// the find
kserve/kserve
Standardized Distributed Generative and Predictive AI Inference Platform for Scalable, Multi-Framework Deployment on Kubernetes
KServe is a Kubernetes-native inference platform that puts a unified CRD-based API in front of vLLM, TensorFlow, PyTorch, XGBoost, scikit-learn, and others. It handles the Kubernetes plumbing — autoscaling, canary rollouts, traffic splitting, model explainability — so you don't have to wire it up yourself. The target audience is ML platform teams running inference at scale on Kubernetes, not individual practitioners.
First-class support for both predictive and generative workloads under one API surface is genuinely useful — most tools pick one lane. The InferenceGraph CRD for pipelines and ensembles is a real differentiator; routing between predictor, transformer, and explainer components is declarative and composable.

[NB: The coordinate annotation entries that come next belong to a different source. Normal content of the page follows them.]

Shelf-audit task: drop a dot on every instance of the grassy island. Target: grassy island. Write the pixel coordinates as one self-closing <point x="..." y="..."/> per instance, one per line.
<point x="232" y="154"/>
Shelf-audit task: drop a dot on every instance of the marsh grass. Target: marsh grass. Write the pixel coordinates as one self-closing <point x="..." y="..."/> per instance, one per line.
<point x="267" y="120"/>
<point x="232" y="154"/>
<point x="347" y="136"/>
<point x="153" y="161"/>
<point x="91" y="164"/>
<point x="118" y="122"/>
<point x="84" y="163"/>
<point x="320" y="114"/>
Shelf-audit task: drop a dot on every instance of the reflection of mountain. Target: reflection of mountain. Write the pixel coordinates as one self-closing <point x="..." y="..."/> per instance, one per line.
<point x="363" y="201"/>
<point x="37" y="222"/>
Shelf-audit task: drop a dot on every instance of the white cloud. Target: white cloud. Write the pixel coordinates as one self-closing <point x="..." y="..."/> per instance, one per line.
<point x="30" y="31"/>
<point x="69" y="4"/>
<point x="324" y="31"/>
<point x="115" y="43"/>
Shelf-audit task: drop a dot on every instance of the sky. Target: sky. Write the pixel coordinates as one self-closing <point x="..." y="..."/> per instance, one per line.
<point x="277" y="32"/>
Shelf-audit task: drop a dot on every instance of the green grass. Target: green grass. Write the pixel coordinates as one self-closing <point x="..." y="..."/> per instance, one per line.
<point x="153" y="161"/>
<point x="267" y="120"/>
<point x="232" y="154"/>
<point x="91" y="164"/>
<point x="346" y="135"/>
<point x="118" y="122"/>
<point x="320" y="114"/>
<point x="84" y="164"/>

The local model cache system (LocalModelCache CRDs, DaemonSet-based node agents) solves a real problem: model loading latency on cold nodes wrecks p99s. CNCF incubating status and a real adopters list with named organizations mean this isn't vaporware — the Go controller code and Helm charts are production-grade.
The dependency graph is brutal: full serverless mode requires Knative, which requires Istio or another service mesh, which means you're suddenly maintaining three complex systems before serving a single model. The split between InferenceService (predictive) and LLMInferenceService (generative) is an API fracture that will cause confusion — two separate controllers, two separate CRDs, different lifecycle semantics. Local development story is poor; the quickstart guide basically asks you to run a full Kubernetes cluster with cert-manager, Istio, and Knative locally. The Python runtime servers (sklearn, xgboost, huggingface) live in the same repo but have separate Docker build workflows, which means version skew between the controller and runtimes is a real ops risk.